There have been people working on spaceplanes continuously since the Nixon administration. Shuttle was a spaceplane but there were/are lots of other programs that fit that title.
Personally, I put the beginning of this program with the NASA Lifting body program[1]. The most famous one for me being the M2-F2 which was shown crashing in the opening sequence of the six million dollar man TV series.
Those who played the classic computer game Buzz Aldrin's Race into Space (which was completely open-sourced a few years ago: see https://www.raceintospace.org/) will remember that one of the key decisions in that game, which was all about building a space program that could get you to the moon, was whether to use traditional capsules (Gemini/Apollo on the US side, Voskhod/Soyuz for the USSR) in the mid-to-late game, or to go with reusable lifting body-type vehicles instead.

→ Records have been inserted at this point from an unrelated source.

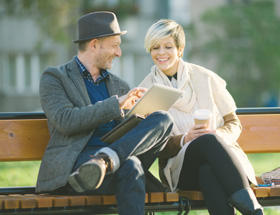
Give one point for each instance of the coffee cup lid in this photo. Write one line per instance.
(202, 114)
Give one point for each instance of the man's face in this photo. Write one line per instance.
(109, 48)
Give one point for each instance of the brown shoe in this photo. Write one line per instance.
(90, 175)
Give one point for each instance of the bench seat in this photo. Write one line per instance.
(19, 142)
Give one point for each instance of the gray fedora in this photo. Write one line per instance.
(98, 24)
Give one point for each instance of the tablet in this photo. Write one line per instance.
(158, 97)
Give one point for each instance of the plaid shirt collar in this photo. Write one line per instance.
(86, 75)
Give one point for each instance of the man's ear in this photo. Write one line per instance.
(93, 44)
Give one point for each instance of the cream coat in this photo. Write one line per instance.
(211, 94)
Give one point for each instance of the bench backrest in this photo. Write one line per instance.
(26, 139)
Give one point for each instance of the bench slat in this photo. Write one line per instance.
(260, 133)
(22, 140)
(19, 142)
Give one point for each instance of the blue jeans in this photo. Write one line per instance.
(137, 150)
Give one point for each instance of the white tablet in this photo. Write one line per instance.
(158, 97)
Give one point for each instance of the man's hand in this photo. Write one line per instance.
(129, 100)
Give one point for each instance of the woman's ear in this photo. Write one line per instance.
(180, 52)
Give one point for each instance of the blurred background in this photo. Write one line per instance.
(237, 39)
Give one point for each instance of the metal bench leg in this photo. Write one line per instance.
(185, 206)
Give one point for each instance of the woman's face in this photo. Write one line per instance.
(166, 55)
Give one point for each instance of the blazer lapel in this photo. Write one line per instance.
(75, 74)
(113, 86)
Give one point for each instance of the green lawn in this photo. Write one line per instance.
(25, 174)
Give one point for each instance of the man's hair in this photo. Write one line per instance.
(162, 29)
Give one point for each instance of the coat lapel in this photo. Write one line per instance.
(74, 73)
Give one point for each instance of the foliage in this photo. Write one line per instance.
(57, 19)
(243, 40)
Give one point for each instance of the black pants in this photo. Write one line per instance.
(212, 167)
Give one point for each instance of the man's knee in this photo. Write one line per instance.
(131, 170)
(205, 170)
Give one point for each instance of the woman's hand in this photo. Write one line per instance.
(129, 100)
(197, 131)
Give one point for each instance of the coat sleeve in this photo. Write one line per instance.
(231, 129)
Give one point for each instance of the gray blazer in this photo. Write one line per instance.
(72, 119)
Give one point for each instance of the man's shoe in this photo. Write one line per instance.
(90, 175)
(246, 202)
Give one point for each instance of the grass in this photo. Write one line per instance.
(25, 174)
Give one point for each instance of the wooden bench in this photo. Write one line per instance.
(24, 137)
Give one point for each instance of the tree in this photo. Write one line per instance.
(244, 41)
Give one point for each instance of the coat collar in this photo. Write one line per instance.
(112, 83)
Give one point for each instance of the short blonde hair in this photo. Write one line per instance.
(162, 29)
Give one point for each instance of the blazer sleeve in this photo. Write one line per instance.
(66, 111)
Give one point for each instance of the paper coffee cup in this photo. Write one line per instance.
(202, 116)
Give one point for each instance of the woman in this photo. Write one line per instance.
(197, 157)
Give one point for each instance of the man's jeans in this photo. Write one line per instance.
(137, 150)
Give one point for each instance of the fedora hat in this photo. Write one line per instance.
(98, 24)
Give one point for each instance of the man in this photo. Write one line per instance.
(82, 102)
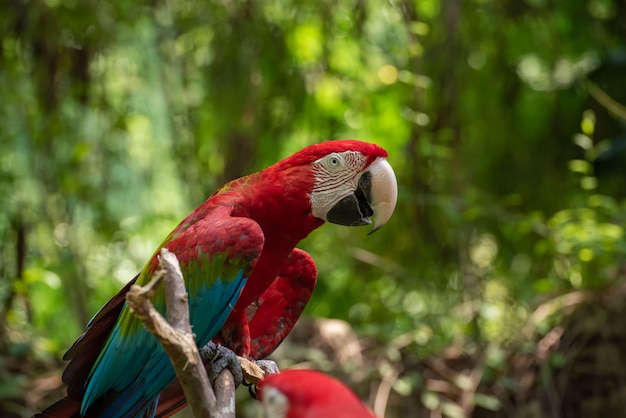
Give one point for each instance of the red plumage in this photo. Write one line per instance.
(279, 200)
(309, 394)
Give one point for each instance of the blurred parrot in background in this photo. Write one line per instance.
(308, 394)
(270, 319)
(234, 250)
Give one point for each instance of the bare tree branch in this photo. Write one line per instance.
(177, 339)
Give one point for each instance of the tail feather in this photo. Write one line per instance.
(65, 408)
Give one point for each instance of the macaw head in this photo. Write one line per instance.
(351, 182)
(300, 393)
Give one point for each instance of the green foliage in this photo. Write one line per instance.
(504, 122)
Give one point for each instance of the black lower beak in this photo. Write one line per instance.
(354, 209)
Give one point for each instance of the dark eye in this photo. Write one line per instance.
(334, 161)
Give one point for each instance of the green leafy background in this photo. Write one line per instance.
(504, 121)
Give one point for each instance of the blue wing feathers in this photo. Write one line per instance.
(123, 353)
(216, 256)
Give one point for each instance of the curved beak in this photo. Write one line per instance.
(376, 195)
(383, 193)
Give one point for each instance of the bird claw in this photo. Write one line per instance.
(268, 366)
(216, 358)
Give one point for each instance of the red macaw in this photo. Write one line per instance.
(309, 394)
(270, 319)
(231, 249)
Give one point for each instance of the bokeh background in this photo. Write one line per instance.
(496, 289)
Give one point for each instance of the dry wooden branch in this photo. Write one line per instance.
(177, 339)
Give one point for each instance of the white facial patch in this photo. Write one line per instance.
(336, 176)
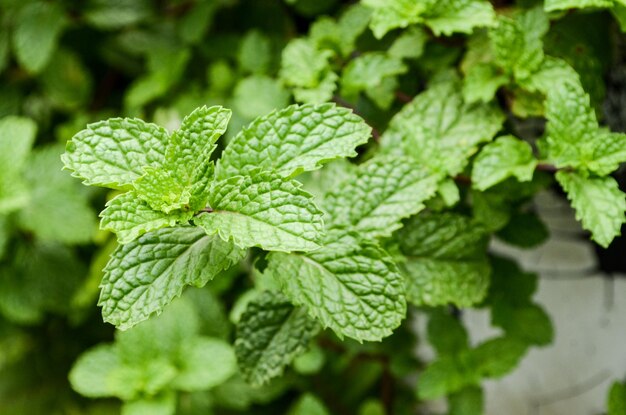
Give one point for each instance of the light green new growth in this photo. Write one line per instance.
(439, 130)
(353, 288)
(270, 333)
(379, 195)
(294, 140)
(143, 276)
(443, 17)
(505, 157)
(599, 204)
(263, 210)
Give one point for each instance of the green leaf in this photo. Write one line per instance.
(145, 275)
(270, 334)
(368, 71)
(129, 217)
(572, 125)
(37, 30)
(308, 404)
(617, 399)
(442, 17)
(162, 404)
(552, 5)
(459, 16)
(439, 130)
(379, 195)
(57, 209)
(528, 323)
(255, 52)
(97, 374)
(113, 153)
(296, 139)
(183, 180)
(482, 81)
(303, 65)
(264, 210)
(497, 357)
(598, 202)
(355, 289)
(446, 333)
(204, 363)
(257, 95)
(445, 260)
(506, 157)
(516, 50)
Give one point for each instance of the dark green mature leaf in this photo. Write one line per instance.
(264, 210)
(270, 333)
(145, 275)
(353, 288)
(503, 158)
(293, 140)
(598, 202)
(379, 195)
(445, 260)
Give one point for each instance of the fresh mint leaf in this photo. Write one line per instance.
(598, 202)
(270, 333)
(145, 275)
(368, 71)
(506, 157)
(553, 5)
(445, 260)
(263, 210)
(204, 363)
(129, 217)
(439, 130)
(113, 153)
(296, 139)
(379, 195)
(353, 288)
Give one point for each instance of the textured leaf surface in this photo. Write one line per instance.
(293, 140)
(446, 260)
(439, 130)
(354, 289)
(598, 202)
(459, 16)
(552, 5)
(204, 363)
(264, 210)
(381, 193)
(129, 217)
(96, 373)
(113, 153)
(270, 333)
(503, 158)
(145, 275)
(368, 71)
(36, 33)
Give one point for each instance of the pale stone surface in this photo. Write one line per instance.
(571, 376)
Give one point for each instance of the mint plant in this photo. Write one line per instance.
(294, 196)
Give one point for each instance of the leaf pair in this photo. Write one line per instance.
(168, 176)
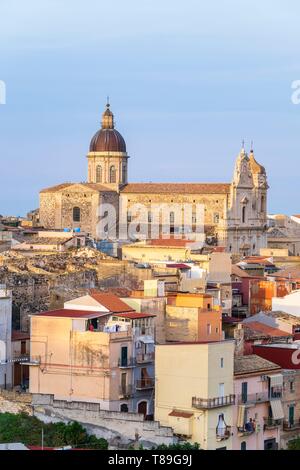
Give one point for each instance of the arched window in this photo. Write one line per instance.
(124, 173)
(244, 214)
(76, 214)
(112, 174)
(98, 174)
(262, 204)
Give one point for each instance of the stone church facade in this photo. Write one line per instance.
(235, 214)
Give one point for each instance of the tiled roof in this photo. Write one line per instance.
(237, 271)
(19, 335)
(135, 315)
(60, 187)
(181, 188)
(110, 301)
(265, 329)
(66, 313)
(181, 414)
(251, 364)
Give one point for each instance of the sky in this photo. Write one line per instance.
(187, 81)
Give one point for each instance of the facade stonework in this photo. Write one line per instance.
(234, 213)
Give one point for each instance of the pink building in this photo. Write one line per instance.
(258, 412)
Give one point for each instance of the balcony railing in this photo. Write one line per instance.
(126, 391)
(125, 363)
(142, 358)
(222, 435)
(271, 423)
(253, 398)
(206, 403)
(144, 384)
(288, 426)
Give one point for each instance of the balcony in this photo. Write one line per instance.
(253, 398)
(208, 403)
(144, 384)
(223, 435)
(126, 363)
(271, 423)
(126, 391)
(143, 358)
(288, 426)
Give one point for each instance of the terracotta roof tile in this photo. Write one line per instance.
(181, 414)
(181, 188)
(252, 364)
(110, 301)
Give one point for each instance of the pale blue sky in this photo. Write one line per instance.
(187, 82)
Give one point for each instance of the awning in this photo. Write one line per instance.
(241, 416)
(276, 380)
(277, 410)
(146, 339)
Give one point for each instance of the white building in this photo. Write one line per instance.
(5, 337)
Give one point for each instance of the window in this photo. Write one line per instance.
(244, 214)
(76, 214)
(112, 174)
(99, 174)
(124, 172)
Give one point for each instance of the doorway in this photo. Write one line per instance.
(142, 408)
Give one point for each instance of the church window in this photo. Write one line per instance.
(112, 174)
(124, 172)
(98, 174)
(244, 214)
(76, 214)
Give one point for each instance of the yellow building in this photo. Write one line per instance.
(194, 391)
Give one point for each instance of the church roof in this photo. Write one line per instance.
(182, 188)
(92, 186)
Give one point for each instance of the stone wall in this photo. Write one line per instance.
(118, 428)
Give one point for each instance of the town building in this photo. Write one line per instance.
(258, 413)
(96, 349)
(194, 392)
(234, 213)
(6, 378)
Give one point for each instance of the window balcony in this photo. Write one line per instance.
(143, 358)
(271, 423)
(253, 398)
(126, 363)
(144, 384)
(288, 426)
(208, 403)
(222, 435)
(126, 391)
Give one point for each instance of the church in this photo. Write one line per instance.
(235, 213)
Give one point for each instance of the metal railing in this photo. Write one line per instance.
(288, 426)
(206, 403)
(270, 423)
(253, 398)
(126, 390)
(142, 358)
(125, 363)
(143, 384)
(224, 434)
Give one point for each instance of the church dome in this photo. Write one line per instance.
(256, 168)
(108, 139)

The American player could build the "XMS-2", a fictional vehicle derived from the X-20 Dyna-Soar (https://en.wikipedia.org/wiki/Boeing_X-20_Dyna-Soar), and the Soviet player could build a similarly fictional vehicle based on the MiG-105 (https://en.wikipedia.org/wiki/Mikoyan-Gurevich_MiG-105).
It was a big decision gameplay-wise, as capsules were much cheaper to research and purchase, but the reusability of mini-shuttles meant you didn't have to buy a whole new crew vehicle for each shot. So if you could scrounge up the money to buy a few in the mid-game, you could free up big bucks in the late game that would otherwise have gone towards buying all those capsules.
Maybe officially, but I definitely know people who were working on a Space Plane program in the early 90s.